A scenario is infeasible when no dispatch satisfies all constraints simultaneously: the requested load cannot be served within voltage bounds, thermal limits or generator capacities. Operationally, infeasibility is the most consequential failure signal: the requested operating condition cannot be served at all, and the response is intervention (load shedding, redispatch, relaxing thermal limits). It is also the most expensive class of scenario to screen, because the solver only learns a scenario is infeasible after iterating to non-convergence: each infeasible case costs a full solver run, often longer than a feasible one. Sweeping thousands of contingencies or stress cases to identify the infeasible ones is therefore one of the worst-case budgets in any planning workflow.

GridSFM addresses this with a per-scenario stress score trained jointly with the dispatch head. We evaluate the score on three classes of scenarios on each grid: real-feas are scenarios the AC-OPF solver successfully converged on (i.e., genuinely feasible operating points), real-infeas are scenarios the solver failed to converge on (genuinely infeasible operating points), and synth-infeas are feasible base points we deliberately perturbed to violate a specific constraint (voltage squeeze, thermal bottleneck, angle tightening, or DC-thermal congestion). Across the 54-grid test scenarios, the stress score’s per-grid binary accuracy is broadly uniform across classes: real-feas (green) mean 94.5%, real-infeas (red) mean 96.1%, synth-infeas (orange) mean 90.4%. Most grids cluster within a few points of the means; outliers below 80% are the same hard grids that show up in cost-gap analysis below.

chart, line chart
Figure 2. GridSM per-grid feasibility prediction accuracy across the 54-grid test scenarios, broken out by class (real-feas, real-infeas, synth_infesible). Filled KDE + per-grid dots, with mean (–) and median (:) light dashed lines. The three distributions overlap heavily, the model’s quality is broadly uniform across classes, with a small failing tail of structurally hard grids.

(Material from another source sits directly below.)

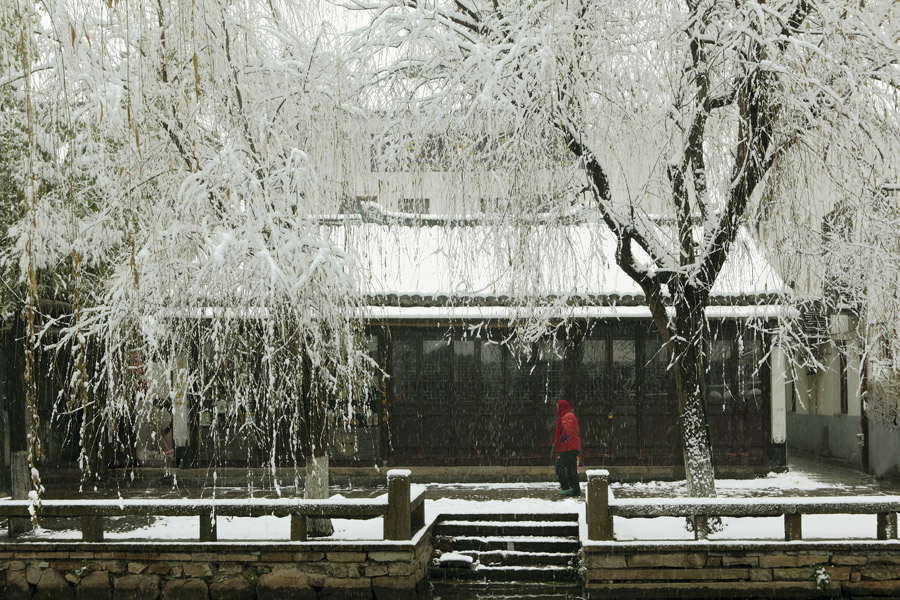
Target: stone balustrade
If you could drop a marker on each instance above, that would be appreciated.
(402, 513)
(602, 507)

Drilling into a case study. Let’s zoom into a single representative grid, the Texas2k summer-peak grid (opens in new tab), to show how the learned representation separates feasibility and ROC for predicting.

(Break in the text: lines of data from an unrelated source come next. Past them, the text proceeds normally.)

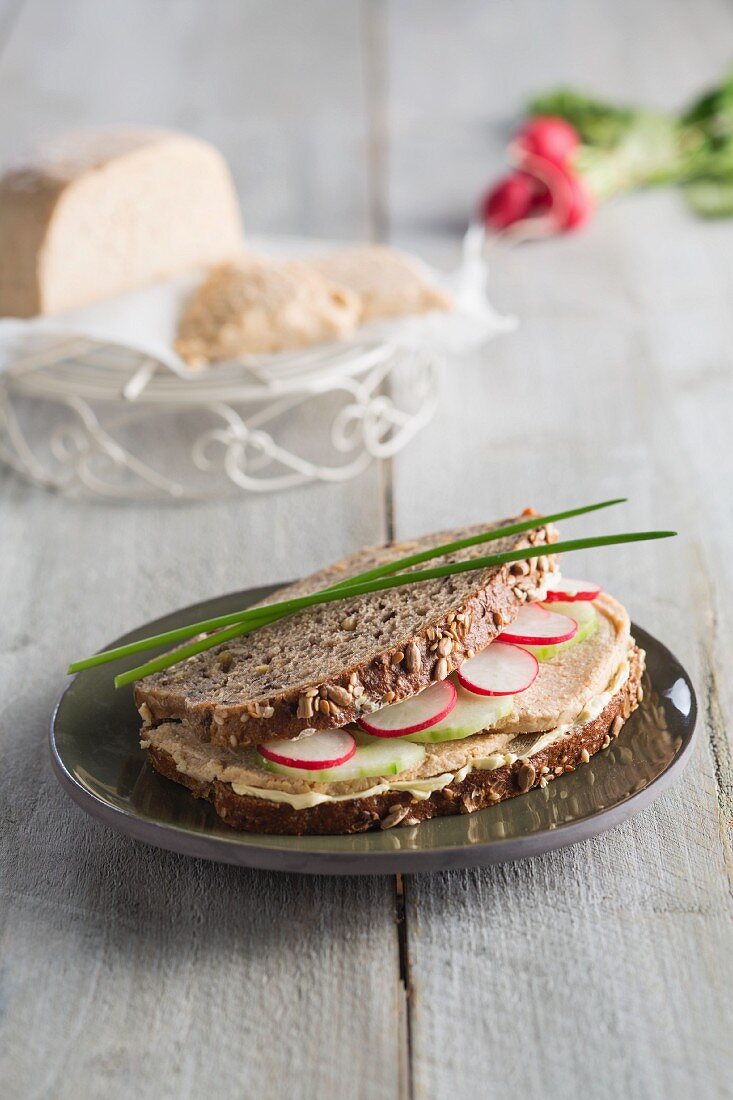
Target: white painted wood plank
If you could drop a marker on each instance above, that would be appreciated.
(604, 969)
(279, 91)
(128, 964)
(129, 967)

Representation. Figure 3 visualizes the model’s learned representation of each Texas2k scenario. We project the per-graph representation (128-dimensional) onto two axes (LD1, LD2) chosen to maximally separate the scenario classes: real-feasible, real-infeasible, and synthetic-infeasible. Squeezing 128 dimensions into 2 inevitably loses information, so this view exaggerates apparent overlap: classes that look mixed here may still be cleanly separable in the full 128-dimensional space the model uses. The shaded cloud shows where graphs of each class concentrate, and the cross at the center of each cloud marks the class centroid, the average position of all graphs of that class. Centroids that sit far apart mean the model treats those classes as clearly distinguishable. Where two shaded clouds overlap, the model is producing similar embeddings for graphs with different labels.

diagram
Figure 3. Linear discriminant projection of grid embeddings on the Texas2k scenarios. Real feasibles (green), real infeasibles (red), and synthetic infeasibles (orange), projected onto two axes (LD1, LD2) chosen to maximize between-class separation. Crosses mark class centroids; shaded clouds show where each class concentrates. Overlap between clouds means the model produces similar embeddings for graphs in those classes; in the full 128-dimensional space the model may still separate them along directions not shown.

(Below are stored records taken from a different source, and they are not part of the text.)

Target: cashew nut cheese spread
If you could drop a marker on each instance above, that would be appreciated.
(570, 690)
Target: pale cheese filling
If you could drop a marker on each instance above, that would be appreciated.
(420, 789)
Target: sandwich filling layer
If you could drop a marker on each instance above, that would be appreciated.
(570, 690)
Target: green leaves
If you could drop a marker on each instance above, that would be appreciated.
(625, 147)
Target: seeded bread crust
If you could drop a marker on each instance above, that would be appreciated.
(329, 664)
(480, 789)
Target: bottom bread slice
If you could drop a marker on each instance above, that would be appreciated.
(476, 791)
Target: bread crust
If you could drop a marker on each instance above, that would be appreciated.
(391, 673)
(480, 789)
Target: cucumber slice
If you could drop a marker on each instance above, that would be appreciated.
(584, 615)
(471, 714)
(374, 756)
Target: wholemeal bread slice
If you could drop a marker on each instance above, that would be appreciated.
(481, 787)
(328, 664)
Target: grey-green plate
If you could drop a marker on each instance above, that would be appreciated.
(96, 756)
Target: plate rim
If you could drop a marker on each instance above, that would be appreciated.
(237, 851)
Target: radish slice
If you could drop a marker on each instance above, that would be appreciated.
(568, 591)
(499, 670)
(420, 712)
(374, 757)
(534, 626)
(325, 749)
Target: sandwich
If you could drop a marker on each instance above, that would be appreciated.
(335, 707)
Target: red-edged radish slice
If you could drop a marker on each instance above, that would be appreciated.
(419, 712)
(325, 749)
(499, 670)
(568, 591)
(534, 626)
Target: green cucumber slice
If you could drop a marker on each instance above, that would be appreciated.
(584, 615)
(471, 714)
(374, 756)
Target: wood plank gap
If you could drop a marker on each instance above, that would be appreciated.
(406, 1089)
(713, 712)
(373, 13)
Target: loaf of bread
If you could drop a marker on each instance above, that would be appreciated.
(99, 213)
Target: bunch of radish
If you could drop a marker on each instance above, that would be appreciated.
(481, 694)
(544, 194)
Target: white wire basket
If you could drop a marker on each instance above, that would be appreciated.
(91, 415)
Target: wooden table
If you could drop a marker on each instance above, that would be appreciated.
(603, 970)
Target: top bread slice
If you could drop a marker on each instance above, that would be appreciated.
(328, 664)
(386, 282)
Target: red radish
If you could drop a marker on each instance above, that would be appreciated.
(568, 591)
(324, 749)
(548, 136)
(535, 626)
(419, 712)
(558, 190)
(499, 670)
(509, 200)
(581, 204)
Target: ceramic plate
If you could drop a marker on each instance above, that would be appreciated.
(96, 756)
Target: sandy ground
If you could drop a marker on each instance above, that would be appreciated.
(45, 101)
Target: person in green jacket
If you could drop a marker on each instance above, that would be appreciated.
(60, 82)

Operation and ROC. The score itself is continuous and ranking-calibrated. Figure 4 shows the ROC over its test mix: AUC = 0.986. At the natural operating point the same score, thresholded as a binary classifier, yields 95.5% accuracy. Per-mode detection at that threshold is 99–100% on the three perturbation modes that drive a constraint cleanly past its limit.

chart, line chart
Figure 4. ROC curve of the GridSFM stress score for feasibility on the Texas2k summer-peak test mix (real feasibles + solver-labeled infeasibles + synthetic perturbation modes that drive a constraint past its limit). Area under the curve = 0.986, binary accuracy 95.5% at the natural operating point. The score is calibrated for ranking; where to draw the binary cutoff is an operator choice. 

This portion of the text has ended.